At times, Tom Huseby almost sounded like he was giving a stump speech.
"There's one thing that hasn't stopped at all and that's the great American startup machine. It will continue to produce. That's why this country is great," said Huseby, managing partner at SeaPoint Ventures, addressing a small group of people, many involved with wireless startups, at the Mobile Northwest conference in Seattle on Monday.
Huseby is a bit of a legend in Seattle. His fund has fueled startups in the area and beyond, particularly in wireless. He's revered for his keen insight into technology trends. Plus, he's funny.
"It turns out that not getting your money back is so much better than knowing you lost it. Isn't it? It's kinda nice to hope you might get your money back than to say, 'God, it's gone'," he said. That's his reasoning for why venture capital is actually now considered a safe bet. "Who would have thought that early-stage venture capital looked like one of the safe investments," he said. "A year ago people would have laughed. Who would have thought it'd be better than mortgages?"
Huseby offered his optimism about how the economic downturn might only minimally affect the startup engine in the U.S. and his opinions about what he continues to look for particularly in new mobile companies.
The downturn is unlikely to have a major affect on venture capital because the venture capital machine doesn't rely on debt, he said. "If you're an early stage venture play, you don't really rely on debt markets. You rely on equity. That equity comes from people who don't borrow to give it to you. No one borrows money to create a venture fund," he said.
Venture investors are also typically prepared for a long return on their investment. "Everyone who raises money from us says, 'in three years we'll be cash flow positive.' We nod and say, 'that's nice'," he said. But in reality, he doesn't usually expect a return before eight or so years, he said.
"There's no reason to panic despite the Sequoia panic notes," he said. He was referring to reports of a meeting that Sequoia Capital reportedly called recently to warn its portfolio company of dire times to come because of the economic downturn.

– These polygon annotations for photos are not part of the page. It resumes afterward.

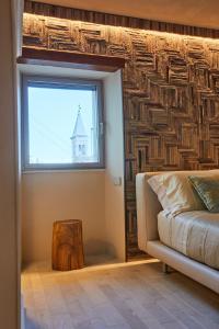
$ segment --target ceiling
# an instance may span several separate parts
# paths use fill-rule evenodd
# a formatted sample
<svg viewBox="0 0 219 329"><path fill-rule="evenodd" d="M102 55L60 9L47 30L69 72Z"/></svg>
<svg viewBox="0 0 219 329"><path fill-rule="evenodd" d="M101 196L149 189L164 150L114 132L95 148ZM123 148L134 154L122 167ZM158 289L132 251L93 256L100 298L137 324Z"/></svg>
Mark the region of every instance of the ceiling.
<svg viewBox="0 0 219 329"><path fill-rule="evenodd" d="M219 0L36 0L185 25L219 29Z"/></svg>

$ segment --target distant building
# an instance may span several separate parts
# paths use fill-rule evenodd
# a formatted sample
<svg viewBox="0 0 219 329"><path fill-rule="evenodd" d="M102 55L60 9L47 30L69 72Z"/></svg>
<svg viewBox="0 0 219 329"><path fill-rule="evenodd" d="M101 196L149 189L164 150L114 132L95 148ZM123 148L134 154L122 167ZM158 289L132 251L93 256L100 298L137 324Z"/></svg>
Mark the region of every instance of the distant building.
<svg viewBox="0 0 219 329"><path fill-rule="evenodd" d="M81 115L81 106L79 106L78 115L73 128L72 140L72 161L89 161L89 135L83 124Z"/></svg>

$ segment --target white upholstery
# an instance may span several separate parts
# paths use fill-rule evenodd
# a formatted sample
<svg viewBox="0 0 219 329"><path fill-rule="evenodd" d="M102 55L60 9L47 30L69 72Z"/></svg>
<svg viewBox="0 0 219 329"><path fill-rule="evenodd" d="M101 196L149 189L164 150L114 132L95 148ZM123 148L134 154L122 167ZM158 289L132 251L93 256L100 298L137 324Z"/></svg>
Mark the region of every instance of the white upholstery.
<svg viewBox="0 0 219 329"><path fill-rule="evenodd" d="M158 173L139 173L136 178L139 249L219 293L219 271L194 261L160 242L158 214L162 208L155 193L147 183L151 175ZM191 174L197 173L197 171L191 171Z"/></svg>

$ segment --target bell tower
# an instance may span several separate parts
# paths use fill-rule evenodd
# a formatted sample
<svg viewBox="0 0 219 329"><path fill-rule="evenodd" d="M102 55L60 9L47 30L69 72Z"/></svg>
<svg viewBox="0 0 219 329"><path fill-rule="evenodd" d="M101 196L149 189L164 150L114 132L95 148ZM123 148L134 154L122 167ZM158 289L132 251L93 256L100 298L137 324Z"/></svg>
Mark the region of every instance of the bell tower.
<svg viewBox="0 0 219 329"><path fill-rule="evenodd" d="M81 106L79 105L76 124L73 127L73 134L71 137L72 141L72 161L73 162L87 162L88 161L88 147L89 136L85 131Z"/></svg>

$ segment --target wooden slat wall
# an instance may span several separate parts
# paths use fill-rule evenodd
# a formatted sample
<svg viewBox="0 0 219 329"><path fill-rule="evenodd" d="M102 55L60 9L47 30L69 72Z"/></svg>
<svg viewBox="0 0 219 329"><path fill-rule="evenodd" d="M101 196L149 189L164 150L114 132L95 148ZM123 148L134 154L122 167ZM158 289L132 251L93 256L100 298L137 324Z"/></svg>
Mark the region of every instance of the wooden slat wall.
<svg viewBox="0 0 219 329"><path fill-rule="evenodd" d="M37 8L44 12L43 4ZM68 9L61 13L66 16ZM126 58L127 241L128 254L138 253L136 174L218 168L219 39L30 14L24 16L23 36L30 47Z"/></svg>
<svg viewBox="0 0 219 329"><path fill-rule="evenodd" d="M188 26L152 20L128 18L103 12L87 11L60 5L46 4L35 1L25 1L25 12L38 15L53 16L58 19L78 20L82 22L104 24L112 26L123 26L131 29L143 29L160 32L177 33L184 35L219 37L219 30Z"/></svg>

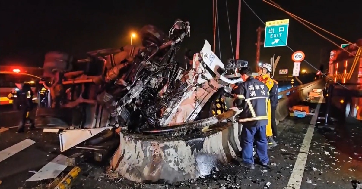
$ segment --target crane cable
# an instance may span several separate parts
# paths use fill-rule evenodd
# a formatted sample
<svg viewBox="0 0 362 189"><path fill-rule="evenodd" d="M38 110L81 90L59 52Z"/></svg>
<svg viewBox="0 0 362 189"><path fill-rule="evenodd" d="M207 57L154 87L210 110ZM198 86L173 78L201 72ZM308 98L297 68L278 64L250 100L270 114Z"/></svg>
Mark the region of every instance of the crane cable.
<svg viewBox="0 0 362 189"><path fill-rule="evenodd" d="M289 12L288 12L288 11L287 11L285 10L283 8L282 8L281 7L280 7L280 6L279 6L279 5L278 5L278 4L277 4L276 3L275 3L274 1L273 1L272 0L269 0L273 4L272 4L272 3L267 1L266 0L263 0L263 1L264 1L264 2L265 2L265 3L268 3L268 4L270 4L270 5L272 5L273 6L273 7L275 7L278 8L278 9L279 9L282 10L284 12L285 12L287 14L288 14L291 17L293 18L294 18L297 21L298 21L298 22L300 22L301 23L302 23L302 24L303 24L303 25L304 25L304 26L305 26L307 27L308 27L310 30L311 30L312 31L313 31L314 33L316 33L318 35L319 35L319 36L320 36L321 37L323 37L323 38L324 38L324 39L327 39L327 40L328 40L329 42L331 42L331 43L333 43L333 44L334 44L336 46L338 47L338 48L342 49L342 50L343 50L343 51L346 51L346 52L347 52L349 54L351 55L352 55L352 56L354 56L354 57L356 57L355 55L354 55L352 53L350 52L349 52L347 50L345 50L345 49L342 48L342 47L341 47L338 44L337 44L334 43L333 41L332 41L331 39L329 39L329 38L328 38L327 37L325 37L325 36L324 36L323 35L322 35L321 34L320 34L320 33L318 33L317 31L313 29L311 27L309 26L308 26L305 23L304 23L304 22L302 22L302 21L303 21L306 22L307 23L309 23L310 24L311 24L311 25L312 25L313 26L314 26L315 27L317 27L317 28L318 28L319 29L320 29L320 27L319 27L318 26L315 26L314 24L312 24L311 23L310 23L310 22L307 22L306 21L304 20L304 19L302 19L299 18L299 17L296 16L295 15L294 15L294 14L292 14L291 13L290 13ZM323 30L323 29L321 29ZM323 30L324 31L325 30ZM325 31L327 31L327 30L325 30ZM328 31L327 31L328 32ZM328 33L329 33L329 32L328 32ZM330 33L331 34L332 33ZM337 36L337 35L334 35L334 34L332 34L333 35L333 36ZM350 44L353 44L353 43L352 43L349 42L348 42L348 41L347 41L346 40L345 40L344 39L343 39L343 38L340 38L340 37L338 37L338 36L337 36L337 37L338 38L340 38L340 39L342 39L343 40L344 40L344 41L345 41L345 42L348 42ZM355 46L356 46L357 47L357 46L356 46L354 44L353 44L353 45L354 45Z"/></svg>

Still, Huseby acknowledged that there is certainly an economic crisis. "We will have high unemployment rates and people are really going to be suffering. We need to help people who aren't as well off as we are. Those are economic realities," he said.
His sentiments about the venture capital markets were largely backed by a report issued over the weekend by PricewaterhouseCoopers and the National Venture Capital Association showing that venture investing in the third quarter this year is about normal, though they expect a dip in the coming quarters.
The report showed that venture capitalists invested US$7.1 billion in 907 deals in the third quarter in the U.S. While that's down from the $7.7 billion invested in 1,033 deals in the second quarter, the researchers said the third-quarter numbers were in line with historical norms for the quarter.
The danger in the future, the researchers said, is if new companies struggle to find exits because of the economy. In that case, investors will have to continue to put money into their portfolio companies to support them, channeling their resources away from new deals.
For new companies particularly in the wireless industry hoping to find available funding, Huseby offered some advice. Startups will need to have a very clear business plan. "Hope is diminished. There's no question that the Sequoia panic notes have reduced the probability that you can get funding based on hope," he said.
He pointed to a couple of aspects that he looks for when considering new investments. "We look for a winner-take-all Switzerland play," he said. That describes companies that have offerings that work best if essentially all operators or mobile-phone makers adopt their offerings. He used Tegic, the predictive text technology, as an example. "How many different ways are people going to learn to input text? Probably one," he said. SeaPoint is an investor in Tegic.
Location-based applications are also looking interesting, although he had a word of caution to developers. No pitch that starts with "say you're walking by a Starbucks," is going to work, he joked. "Just eliminate that line," he said. The example, usually in which someone walks by a Starbucks and automatically receives a coupon for discounted coffee to their phone, has been used for many years by companies as they try to jump start the location-based services market.
Applications that can remove what he calls "viral road blocks," are also appealing. The slightest discouragement -- such as an application that only works with one operator or on a certain type of phone -- can completely stop an application from becoming viral, he said.
He's also excited about mobile advertising. "The really neat thing is that people don't make the decision to consume advertising," he said. Still, mobile advertising companies will need to convince advertisers to budget for the expenditure. "The key to mobile advertising is to get out of the 'new shit' budget," he said. That's his description of a budget line some companies have for experimental practices.
Huseby, who primarily looks at wireless companies, said Seattle is the place to be for mobile. "Seattle it turns out is the center of the universe for mobile apps. You have to go to London before you find a higher concentration of expertise," he said.